EMF calls for differentiated leverage ratio in EU
The European Mortgage Federation today (Thursday) called for European Union leverage ratio legislation to take into account EU specificities, warning that not taking into account the business models of specialised mortgage lenders could adversely affect financial stability and growth.
Under the Capital Requirements Regulation (CRR), the European Commission is to report to the European Parliament and Council on the impact of a leverage ratio on the EU banking industry before proposing legislation, and the EMF said in a position paper released today that the Basel framework should be adapted to take into account EU specificities.
The industry body noted that the Commission will by the end of 2016 announce its intentions with regard to the introduction of one single binding leverage ratio or different leverage ratios for different business models, with input from the European Banking Authority (EBA).
The EMF is pushing for a differentiated leverage ratio, with weights assigned to specific types of lending that would otherwise be negatively affected.

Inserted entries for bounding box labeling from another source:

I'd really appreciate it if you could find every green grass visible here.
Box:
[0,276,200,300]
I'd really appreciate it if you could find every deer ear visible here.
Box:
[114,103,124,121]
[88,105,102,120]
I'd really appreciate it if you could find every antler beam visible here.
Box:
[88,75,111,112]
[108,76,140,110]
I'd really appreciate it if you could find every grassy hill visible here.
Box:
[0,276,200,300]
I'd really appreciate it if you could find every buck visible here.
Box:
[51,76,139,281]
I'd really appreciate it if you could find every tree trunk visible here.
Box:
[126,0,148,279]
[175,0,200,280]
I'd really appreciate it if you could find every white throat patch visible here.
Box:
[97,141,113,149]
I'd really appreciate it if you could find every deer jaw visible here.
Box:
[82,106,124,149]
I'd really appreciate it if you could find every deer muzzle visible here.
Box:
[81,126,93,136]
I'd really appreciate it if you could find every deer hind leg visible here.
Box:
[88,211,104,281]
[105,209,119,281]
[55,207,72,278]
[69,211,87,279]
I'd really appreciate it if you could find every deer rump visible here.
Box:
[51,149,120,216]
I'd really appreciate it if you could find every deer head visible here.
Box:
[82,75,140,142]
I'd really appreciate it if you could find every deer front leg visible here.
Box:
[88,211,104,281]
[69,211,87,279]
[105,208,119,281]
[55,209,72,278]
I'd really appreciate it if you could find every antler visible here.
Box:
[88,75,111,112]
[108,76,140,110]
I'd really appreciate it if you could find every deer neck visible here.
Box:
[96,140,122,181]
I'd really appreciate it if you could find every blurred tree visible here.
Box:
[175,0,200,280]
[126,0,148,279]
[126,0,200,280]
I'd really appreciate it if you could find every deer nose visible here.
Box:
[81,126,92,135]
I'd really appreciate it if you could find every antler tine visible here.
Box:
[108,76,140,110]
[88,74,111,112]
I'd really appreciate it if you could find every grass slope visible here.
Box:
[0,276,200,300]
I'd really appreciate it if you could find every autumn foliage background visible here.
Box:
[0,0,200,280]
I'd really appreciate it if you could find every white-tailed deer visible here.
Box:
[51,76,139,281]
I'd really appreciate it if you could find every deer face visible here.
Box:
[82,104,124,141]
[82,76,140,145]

The Basel Committee on Banking Supervision has proposed a threshold of 3% and higher minimums have also been suggested, whereas the leverage ratios of specialised lenders are in some cases considerably below 3% because mortgage lending is a low risk activity and hence lenders can set aside lower proportions of capital for prudential and capital requirements purposes, according to the industry body.
“Should a leverage ratio minimum be set to an overly restrictive level, specialised mortgage lenders would have to restructure, deleverage or raise capital, with potentially negative effects on EU financial stability and economic recovery, including job creation and growth potential,” said Luca Bertalot, EMF-ECBC secretary general.